“It is a position not to be controverted that the earth, in its natural, cultivated state was, and ever would have continued to be, the common property of the human race. In that state every man would have been born to property. He would have been a joint life proprietor with rest in the property of the soil, and in all its natural productions, vegetable and animal.
But the earth in its natural state, as before said, is capable of supporting but a small number of inhabitants compared with what it is capable of doing in a cultivated state. And as it is impossible to separate the improvement made by cultivation from the earth itself, upon which that improvement is made, the idea of landed property arose from that parable connection; but it is nevertheless true, that it is the value of the improvement, only, and not the earth itself, that is individual property. Every proprietor, therefore, of cultivated lands, owes to the community a ground-rent (for I know of no better term to express the idea) for the land which he holds; and it is from this ground-rent that the fund proposed in this plan is to issue.”
Thomas Paine
AGRARIAN JUSTICE
“In ‘Agrarian Justice,’ Thomas Paine developed the first realistic proposal in the world to abolish systematic poverty: a universal social insurance system comprising old-age pensions and disability support and universal stakeholder grants for young adults, funded by a 10% inheritance tax focused on land. He argued for a form of equality consistent with liberty. In justifying his proposal using social contract theories and John Locke’s principles of property, Paine offered a third way between proto-communism—symbolized by the French Revolution’s “Equals” radical contingent and their desire to confiscate all wealth—and England’s Poor Laws, which offered humanitarian relief but stigmatized the poor and subjected them to harsh social control and workhouse conditions. Paine defended the private property system, while also theorizing large-scale poverty as preventable injustice and conceiving of universal entitlements to limit poverty caused by property-holding inequality. Thus Paine helped forge the modern idea of distributive justice.”

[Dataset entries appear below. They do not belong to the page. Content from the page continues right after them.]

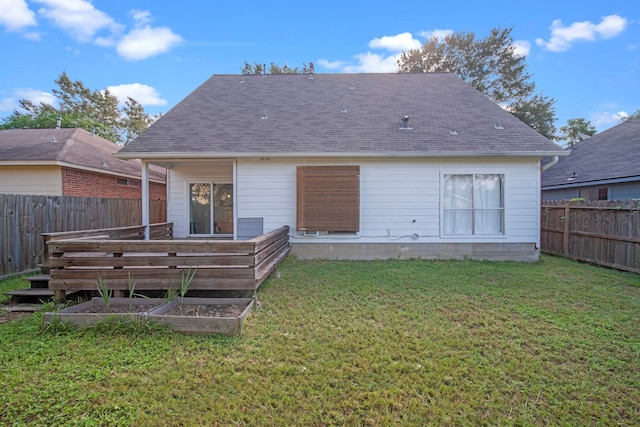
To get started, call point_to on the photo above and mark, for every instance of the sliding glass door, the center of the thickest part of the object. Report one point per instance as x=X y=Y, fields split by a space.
x=211 y=209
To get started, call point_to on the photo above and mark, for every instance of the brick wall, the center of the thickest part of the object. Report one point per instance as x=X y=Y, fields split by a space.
x=83 y=183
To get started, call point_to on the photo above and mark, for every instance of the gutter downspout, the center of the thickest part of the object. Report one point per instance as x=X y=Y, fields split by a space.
x=145 y=199
x=553 y=161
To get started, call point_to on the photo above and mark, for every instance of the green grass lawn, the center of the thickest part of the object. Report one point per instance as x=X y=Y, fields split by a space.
x=355 y=343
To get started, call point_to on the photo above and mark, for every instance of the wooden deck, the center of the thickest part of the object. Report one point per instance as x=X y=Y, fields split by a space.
x=79 y=263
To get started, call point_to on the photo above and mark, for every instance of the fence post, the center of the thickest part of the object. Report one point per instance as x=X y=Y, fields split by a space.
x=565 y=235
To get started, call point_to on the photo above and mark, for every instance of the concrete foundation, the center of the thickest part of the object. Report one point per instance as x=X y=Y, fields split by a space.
x=521 y=252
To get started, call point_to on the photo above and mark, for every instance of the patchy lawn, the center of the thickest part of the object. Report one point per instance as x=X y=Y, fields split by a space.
x=356 y=343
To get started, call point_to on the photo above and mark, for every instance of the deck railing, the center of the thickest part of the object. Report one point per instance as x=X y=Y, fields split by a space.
x=82 y=263
x=162 y=230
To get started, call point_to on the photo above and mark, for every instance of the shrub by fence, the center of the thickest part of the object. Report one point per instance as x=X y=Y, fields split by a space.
x=601 y=232
x=23 y=219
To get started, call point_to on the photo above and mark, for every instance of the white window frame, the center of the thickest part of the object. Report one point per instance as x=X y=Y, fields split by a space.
x=473 y=209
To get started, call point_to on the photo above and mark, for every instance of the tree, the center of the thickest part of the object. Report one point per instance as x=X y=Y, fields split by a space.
x=94 y=110
x=492 y=66
x=276 y=69
x=575 y=131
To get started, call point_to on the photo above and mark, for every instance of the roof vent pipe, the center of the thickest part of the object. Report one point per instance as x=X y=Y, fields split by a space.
x=405 y=123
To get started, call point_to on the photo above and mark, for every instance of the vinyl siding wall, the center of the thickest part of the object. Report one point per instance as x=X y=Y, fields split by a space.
x=398 y=197
x=34 y=180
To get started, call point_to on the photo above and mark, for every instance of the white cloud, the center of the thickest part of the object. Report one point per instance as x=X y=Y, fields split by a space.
x=373 y=63
x=607 y=118
x=8 y=104
x=369 y=62
x=521 y=47
x=32 y=36
x=79 y=18
x=142 y=17
x=144 y=94
x=397 y=43
x=331 y=65
x=437 y=33
x=15 y=15
x=143 y=43
x=36 y=96
x=563 y=37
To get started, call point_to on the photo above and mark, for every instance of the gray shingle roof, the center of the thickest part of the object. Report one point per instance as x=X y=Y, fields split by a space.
x=224 y=116
x=611 y=154
x=71 y=146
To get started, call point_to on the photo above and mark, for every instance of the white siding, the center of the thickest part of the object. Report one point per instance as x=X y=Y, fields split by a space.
x=399 y=198
x=36 y=180
x=179 y=177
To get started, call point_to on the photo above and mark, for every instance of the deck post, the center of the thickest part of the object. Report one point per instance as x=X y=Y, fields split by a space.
x=145 y=199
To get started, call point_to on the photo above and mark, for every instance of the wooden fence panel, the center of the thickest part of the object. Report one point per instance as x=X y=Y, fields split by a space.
x=601 y=232
x=23 y=219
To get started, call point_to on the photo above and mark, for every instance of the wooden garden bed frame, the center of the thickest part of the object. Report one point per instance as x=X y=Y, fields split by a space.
x=81 y=262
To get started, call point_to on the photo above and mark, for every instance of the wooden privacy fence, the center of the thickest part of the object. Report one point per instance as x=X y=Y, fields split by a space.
x=601 y=232
x=80 y=264
x=23 y=219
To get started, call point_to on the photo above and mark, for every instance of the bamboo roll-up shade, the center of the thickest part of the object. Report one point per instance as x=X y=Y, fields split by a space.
x=328 y=198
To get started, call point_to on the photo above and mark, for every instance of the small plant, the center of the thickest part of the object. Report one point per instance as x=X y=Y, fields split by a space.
x=172 y=292
x=131 y=285
x=185 y=282
x=105 y=293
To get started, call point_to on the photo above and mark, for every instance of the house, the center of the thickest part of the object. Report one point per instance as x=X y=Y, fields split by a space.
x=605 y=166
x=359 y=166
x=70 y=162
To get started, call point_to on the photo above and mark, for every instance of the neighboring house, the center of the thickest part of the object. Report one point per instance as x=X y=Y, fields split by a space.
x=70 y=162
x=605 y=166
x=359 y=166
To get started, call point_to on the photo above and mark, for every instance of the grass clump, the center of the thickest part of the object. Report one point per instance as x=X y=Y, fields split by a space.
x=356 y=343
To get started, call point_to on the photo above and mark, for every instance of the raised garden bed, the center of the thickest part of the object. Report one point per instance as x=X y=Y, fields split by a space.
x=204 y=315
x=95 y=311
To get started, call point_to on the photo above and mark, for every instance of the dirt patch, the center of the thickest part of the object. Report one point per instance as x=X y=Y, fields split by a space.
x=207 y=310
x=7 y=316
x=119 y=308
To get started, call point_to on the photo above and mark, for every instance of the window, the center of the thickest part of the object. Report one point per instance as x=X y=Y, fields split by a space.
x=473 y=204
x=211 y=201
x=603 y=193
x=328 y=199
x=129 y=182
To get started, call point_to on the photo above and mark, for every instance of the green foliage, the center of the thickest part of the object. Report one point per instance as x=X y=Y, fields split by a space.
x=355 y=343
x=97 y=111
x=575 y=131
x=276 y=69
x=492 y=66
x=105 y=293
x=186 y=279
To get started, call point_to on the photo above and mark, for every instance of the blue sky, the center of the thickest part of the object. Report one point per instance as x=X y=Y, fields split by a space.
x=583 y=53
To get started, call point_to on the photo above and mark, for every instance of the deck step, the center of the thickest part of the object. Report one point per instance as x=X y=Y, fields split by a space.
x=33 y=295
x=31 y=292
x=39 y=281
x=23 y=307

Thomas Paine’s “Agrarian Justice” and the Origins of Social Insurance”
Elizabeth Anderson
https://oxford.universitypressscholarship.com/view/10.1093/acprof:oso/9780199928903.001.0001/acprof-9780199928903-chapter-3
The Social Security Administration hosts a complete copy of Paine’s AGRARIAN JUSTICE on its own website as a foundation text of the system:
In todays world, this subject has turned into a complex issue. A universal basic income for every individual would have to be strictly controlled by the government and should be constantly adjusted to the present purchasing power of the currency. Something the ruling elite will not allow, because the command of the "money" has been put in the hands of the private sector, the Central Banking System. Resulting in a major inflation. It would take a revolutionary change, to rid this capitalistic profitmaking of greed, from the minority who is in charge.